La missione del Centro Dream

D’altronde è questa la vocazione del progetto Dream, nato undici anni fa alla periferia della capitale congolese: “Zona completamente priva di servizi sanitari, in particolare sull’HIV”, spiega il responsabile Stefano Capparucci. “Abbiamo mosso i primi passi dando farmaci e cercando in particolare di lavorare sulla prevenzione e la trasmissione verticale madre-bambino. In questi anni sono transitate 18 mila persone, una parte di loro è ancora in trattamento e ci sono persone con malattie croniche”.

“È un centro in cui si vive la gratuità”, dice Capparucci, indicando la scritta su ogni porta della struttura: “Ici tout est gratuit”. “Siamo orgogliosi”, afferma. Lo sarebbe pure Floribert Bwana Chuy, ispiratore del progetto, ucciso a 26 anni a Goma, perché si era opposto alla corruzione. “Qui tutto è gratuito perché la salute non ha prezzo, vogliamo dare ai nostri pazienti le stesse cose che vorremmo per noi stessi in Italia, cioè l’eccellenza”, dice Capparucci.

“Ici tout est gratuit”

In nunziatura con il Papa

Nel centro, a pochi chilometri dall’aeroporto di N’Dolo, al quale si arriva tramite una strada poverissima senza asfalto, trovano ospitalità tante persone che scappano dalla guerriglia.

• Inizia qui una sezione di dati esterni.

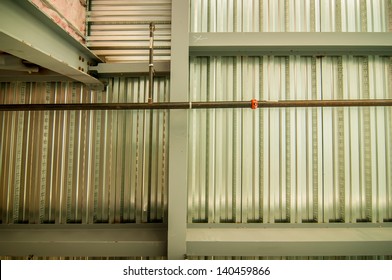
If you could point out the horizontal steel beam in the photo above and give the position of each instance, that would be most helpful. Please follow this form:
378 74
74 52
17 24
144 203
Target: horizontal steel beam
197 105
129 69
27 33
286 241
290 43
83 240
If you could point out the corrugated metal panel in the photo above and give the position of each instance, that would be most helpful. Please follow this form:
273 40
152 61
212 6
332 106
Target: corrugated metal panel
82 166
119 30
81 258
290 15
290 165
295 258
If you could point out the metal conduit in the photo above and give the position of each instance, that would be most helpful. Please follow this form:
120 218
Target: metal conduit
197 105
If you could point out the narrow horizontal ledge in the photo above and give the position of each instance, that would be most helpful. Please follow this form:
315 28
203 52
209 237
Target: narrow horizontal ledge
310 241
129 69
290 43
254 104
83 240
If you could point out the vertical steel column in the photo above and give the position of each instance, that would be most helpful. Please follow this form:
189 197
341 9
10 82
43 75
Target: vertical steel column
177 197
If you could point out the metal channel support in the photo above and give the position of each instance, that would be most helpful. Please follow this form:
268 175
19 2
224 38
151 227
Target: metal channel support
177 181
27 33
83 240
344 240
295 43
133 69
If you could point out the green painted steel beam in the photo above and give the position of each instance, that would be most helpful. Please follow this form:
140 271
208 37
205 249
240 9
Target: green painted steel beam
29 34
83 240
287 240
130 69
290 43
177 181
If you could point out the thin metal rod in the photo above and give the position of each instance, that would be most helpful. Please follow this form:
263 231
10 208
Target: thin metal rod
151 64
195 105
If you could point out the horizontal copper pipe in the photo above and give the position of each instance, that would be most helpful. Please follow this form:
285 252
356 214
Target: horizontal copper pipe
196 105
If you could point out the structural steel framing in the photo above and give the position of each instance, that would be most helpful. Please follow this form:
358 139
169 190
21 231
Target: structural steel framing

Il Centro Dream è quindi il ponte tra i due eventi del pomeriggio del viaggio di Papa Francesco in Repubblica Democratica del Congo: l’incontro in nunziatura con le vittime dell’Est e, subito dopo, quello con i responsabili delle opere di carità. Rappresentanti del progetto di Sant’Egidio saranno presenti ad entrambi gli appuntamenti. “Siamo insieme dal Papa a raccontare come, a partire dalla salute dei più poveri, si costruisce la pace, perché essere in salute e aver garantita la propria vita è il primo elemento per costruire la giustizia”.

La voce dei bambini dell’Est da Francesco

Adisa non ci sarà con il Pontefice: è ancora troppo presto per lei avere un impatto con una simile esperienza, per quanto dice di essere entusiasta della presenza del Papa per “un futuro di cambiamento”. Ci sarà però a dar voce a lei e tutta la gente di Goma e delle altre città orientali, Aline Minani, 33 anni, responsabile delle Scuole della Pace di Sant’Egidio a Goma. A Francesco consegnerà dei disegni realizzati dai bambini: “Portiamo il messaggio dei bambini di Goma, di Kiwu, di Masisi, di Butembo, di Beni, di Kichanga e di tutte le città dove si vive una situazione estremamente preoccupante. Città in cui ci si sveglia e non si sa cosa può succedere per la grande insicurezza e i ribelli a pochi metri da noi”.

Costruire la pace da piccoli

Oltre ai disegni, dei bambini dell’Est verrà presentata al Papa la testimonianza e il lavoro delle Scuole della Pace: “Sono circa 550 bambini che educhiamo a vivere insieme, nell’amore, nella non violenza. Gli insegniamo a non abbassare le braccia, a tenere cioè alta l’attenzione per risvegliare sentimenti di pace. Siamo sicuri che questa pace verrà, il Papa ci dà speranza in questo e siamo sicuri che da quello che ci dirà possiamo prendere una testimonianza che aiuti nel nostro lavoro. E che porterà un po’ di luce”.